Disclaimer: This is a fun thought experiment. I'm not looking for actionable results, or advocating for relying on any of this comment for actual security. I'm clearly not a cryptographer; I just think it would be interesting to talk about here, and maybe more educated people could comment on how well these approaches might mitigate the exploits in the article. Play with me in this space.

I'm curious if people have any interesting ideas on how to add some seasoning to MD5 to make it more secure. That is, simple, intuitive things you can do in combination with MD5 such that all the pieces in your scheme are still easily understood and don't amount to a new hash algorithm that can only be understood as a black box. Pretend MD5 is the only hash algorithm that has ever been found. Or that you're the Gilligan's Island Professor and MD5 hashes are your coconuts. What are the most potentially useful things you can build out of the most primitive, dumb components?

For example:

- Output the length of the input (or a hash of the length if you must have a constant-length output)

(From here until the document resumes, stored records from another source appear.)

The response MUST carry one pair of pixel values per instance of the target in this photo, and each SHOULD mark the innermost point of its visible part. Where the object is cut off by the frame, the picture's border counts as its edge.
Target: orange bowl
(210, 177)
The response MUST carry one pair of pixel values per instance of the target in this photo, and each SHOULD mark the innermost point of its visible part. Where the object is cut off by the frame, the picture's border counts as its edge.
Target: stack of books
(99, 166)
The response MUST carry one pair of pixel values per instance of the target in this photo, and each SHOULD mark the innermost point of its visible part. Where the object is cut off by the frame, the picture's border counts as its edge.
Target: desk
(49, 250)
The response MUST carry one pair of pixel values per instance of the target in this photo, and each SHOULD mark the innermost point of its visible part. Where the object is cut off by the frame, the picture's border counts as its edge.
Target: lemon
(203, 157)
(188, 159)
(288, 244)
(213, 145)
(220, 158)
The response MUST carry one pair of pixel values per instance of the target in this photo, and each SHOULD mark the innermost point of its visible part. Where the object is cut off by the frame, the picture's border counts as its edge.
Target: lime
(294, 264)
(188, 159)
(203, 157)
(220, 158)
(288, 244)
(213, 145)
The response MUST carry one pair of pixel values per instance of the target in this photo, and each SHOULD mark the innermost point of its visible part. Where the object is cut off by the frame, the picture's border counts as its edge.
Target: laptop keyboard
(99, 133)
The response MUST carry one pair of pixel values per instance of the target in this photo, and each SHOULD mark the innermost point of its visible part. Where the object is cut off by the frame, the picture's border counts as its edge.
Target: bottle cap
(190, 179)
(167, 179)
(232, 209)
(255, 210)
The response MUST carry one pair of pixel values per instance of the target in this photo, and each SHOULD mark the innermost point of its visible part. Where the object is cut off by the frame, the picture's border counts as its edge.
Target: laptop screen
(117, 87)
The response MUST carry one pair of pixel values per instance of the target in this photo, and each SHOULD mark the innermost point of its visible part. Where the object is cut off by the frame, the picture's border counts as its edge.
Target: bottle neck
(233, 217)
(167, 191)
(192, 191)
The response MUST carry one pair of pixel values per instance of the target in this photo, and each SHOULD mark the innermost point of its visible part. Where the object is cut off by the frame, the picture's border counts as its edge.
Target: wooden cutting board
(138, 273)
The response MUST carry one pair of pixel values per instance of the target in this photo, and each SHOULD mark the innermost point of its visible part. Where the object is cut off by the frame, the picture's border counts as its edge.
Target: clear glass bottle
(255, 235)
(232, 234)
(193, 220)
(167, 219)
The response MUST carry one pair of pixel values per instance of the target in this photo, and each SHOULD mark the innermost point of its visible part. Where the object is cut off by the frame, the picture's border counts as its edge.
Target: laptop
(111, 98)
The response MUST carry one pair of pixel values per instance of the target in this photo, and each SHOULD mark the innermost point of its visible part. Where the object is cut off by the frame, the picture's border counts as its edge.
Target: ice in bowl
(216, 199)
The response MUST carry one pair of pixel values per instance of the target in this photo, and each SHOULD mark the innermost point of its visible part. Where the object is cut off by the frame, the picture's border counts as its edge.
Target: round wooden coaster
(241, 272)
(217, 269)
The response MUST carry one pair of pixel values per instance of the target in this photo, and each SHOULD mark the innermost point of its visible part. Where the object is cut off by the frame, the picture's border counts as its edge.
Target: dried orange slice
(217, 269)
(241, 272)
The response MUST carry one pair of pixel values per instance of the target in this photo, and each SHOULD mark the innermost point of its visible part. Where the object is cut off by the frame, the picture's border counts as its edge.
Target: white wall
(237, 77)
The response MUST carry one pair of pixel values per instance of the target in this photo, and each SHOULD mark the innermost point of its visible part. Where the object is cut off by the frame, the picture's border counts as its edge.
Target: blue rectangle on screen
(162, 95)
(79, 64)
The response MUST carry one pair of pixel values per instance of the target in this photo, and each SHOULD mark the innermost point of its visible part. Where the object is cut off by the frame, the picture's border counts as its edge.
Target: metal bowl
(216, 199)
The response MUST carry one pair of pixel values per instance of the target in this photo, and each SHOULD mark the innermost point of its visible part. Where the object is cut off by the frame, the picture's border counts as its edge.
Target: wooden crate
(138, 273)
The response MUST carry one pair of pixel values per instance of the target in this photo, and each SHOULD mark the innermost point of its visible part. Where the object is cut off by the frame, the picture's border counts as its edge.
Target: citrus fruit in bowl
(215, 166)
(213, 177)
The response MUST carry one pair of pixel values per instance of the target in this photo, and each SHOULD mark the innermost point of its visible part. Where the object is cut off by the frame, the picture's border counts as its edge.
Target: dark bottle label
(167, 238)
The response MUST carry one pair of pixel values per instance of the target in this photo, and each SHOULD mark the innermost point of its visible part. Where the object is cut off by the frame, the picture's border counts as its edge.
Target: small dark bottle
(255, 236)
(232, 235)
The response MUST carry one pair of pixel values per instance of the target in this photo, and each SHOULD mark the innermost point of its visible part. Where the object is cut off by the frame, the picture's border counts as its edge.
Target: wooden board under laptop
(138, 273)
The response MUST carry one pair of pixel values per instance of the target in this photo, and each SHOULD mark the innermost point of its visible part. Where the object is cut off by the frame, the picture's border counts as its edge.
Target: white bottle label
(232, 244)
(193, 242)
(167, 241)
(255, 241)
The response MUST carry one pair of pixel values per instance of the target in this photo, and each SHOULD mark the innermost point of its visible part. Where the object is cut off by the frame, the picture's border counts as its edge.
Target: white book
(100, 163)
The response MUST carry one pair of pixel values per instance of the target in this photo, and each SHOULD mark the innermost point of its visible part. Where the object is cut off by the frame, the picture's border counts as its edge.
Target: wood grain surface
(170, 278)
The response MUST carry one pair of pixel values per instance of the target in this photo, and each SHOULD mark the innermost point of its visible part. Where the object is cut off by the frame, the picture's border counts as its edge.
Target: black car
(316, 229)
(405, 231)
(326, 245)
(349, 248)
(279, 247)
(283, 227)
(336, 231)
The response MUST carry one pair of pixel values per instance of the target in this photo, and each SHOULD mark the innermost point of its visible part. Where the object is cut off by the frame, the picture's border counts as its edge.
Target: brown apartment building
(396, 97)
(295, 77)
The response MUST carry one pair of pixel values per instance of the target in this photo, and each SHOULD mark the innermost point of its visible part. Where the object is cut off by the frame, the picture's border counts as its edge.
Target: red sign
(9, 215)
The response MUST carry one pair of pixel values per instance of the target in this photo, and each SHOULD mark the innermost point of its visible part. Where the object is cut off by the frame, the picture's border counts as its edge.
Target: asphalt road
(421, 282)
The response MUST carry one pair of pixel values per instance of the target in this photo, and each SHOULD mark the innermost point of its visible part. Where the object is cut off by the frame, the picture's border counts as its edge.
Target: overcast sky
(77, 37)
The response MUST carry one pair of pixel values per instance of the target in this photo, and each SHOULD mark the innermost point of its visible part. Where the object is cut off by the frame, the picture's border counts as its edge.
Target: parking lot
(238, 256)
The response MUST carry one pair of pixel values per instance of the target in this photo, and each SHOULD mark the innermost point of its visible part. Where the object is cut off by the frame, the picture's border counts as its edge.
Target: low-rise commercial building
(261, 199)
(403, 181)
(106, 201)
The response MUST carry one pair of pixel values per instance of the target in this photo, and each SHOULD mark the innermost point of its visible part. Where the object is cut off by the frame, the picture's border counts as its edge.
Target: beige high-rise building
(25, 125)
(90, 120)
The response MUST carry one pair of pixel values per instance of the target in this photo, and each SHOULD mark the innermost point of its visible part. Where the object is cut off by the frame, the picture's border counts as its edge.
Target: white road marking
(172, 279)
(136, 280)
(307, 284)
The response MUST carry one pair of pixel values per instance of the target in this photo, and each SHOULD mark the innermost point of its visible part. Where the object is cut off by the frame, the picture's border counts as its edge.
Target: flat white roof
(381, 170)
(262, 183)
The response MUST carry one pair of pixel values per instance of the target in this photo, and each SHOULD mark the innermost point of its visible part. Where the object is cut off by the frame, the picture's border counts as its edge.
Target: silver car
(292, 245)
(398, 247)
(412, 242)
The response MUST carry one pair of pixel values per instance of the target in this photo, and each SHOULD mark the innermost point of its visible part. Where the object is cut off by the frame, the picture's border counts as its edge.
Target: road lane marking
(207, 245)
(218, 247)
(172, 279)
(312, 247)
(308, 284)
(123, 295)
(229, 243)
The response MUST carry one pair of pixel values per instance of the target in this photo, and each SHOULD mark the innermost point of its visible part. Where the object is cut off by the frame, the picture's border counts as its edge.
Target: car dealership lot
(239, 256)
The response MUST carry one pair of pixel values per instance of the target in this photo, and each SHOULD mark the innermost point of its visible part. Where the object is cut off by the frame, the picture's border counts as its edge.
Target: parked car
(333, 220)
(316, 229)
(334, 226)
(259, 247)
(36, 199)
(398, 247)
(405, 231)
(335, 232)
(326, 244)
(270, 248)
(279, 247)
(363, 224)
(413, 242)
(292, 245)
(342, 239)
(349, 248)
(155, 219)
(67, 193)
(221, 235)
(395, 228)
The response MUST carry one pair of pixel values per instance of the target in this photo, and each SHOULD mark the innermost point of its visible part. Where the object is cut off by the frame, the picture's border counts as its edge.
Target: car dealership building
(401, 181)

- Hash the input forwards and backwards and produce two hashes. (Remembering that, though the output is 256 bits now, you still only have coconuts to work with.)

- Include more complicated variations on the input in the hashes. e.g. start in the middle and oscillate forward and backward over the input, or move the second half of the input in front of the first before hashing, or use the input/hash of the input to seed a pseudorandom re-ordering of the input before hashing, etc.

- Format-aware hashing - whatever program will interpret the content of the file can also produce a hash, or some [canonical] interpretation of the content that can be hashed. e.g., for an image format, we could ask the renderer how many iterations of some operation it had to perform to render the output, or in the worst case, hash the bitmap it produced.

For sha1, people made a system where you can detect the patterns that lead to a collision, and (for example) replace it with a different hash only for inputs that would be a problem. https://github.com/cr-marcstevens/sha1collisiondetection i think git does this to eek more life out of sha1.

I imagine you could take a similar counter-cryptnalysis approach to md5. (I am out of my depth here, so there could be reasons this doesnt work for md5 im unaware of)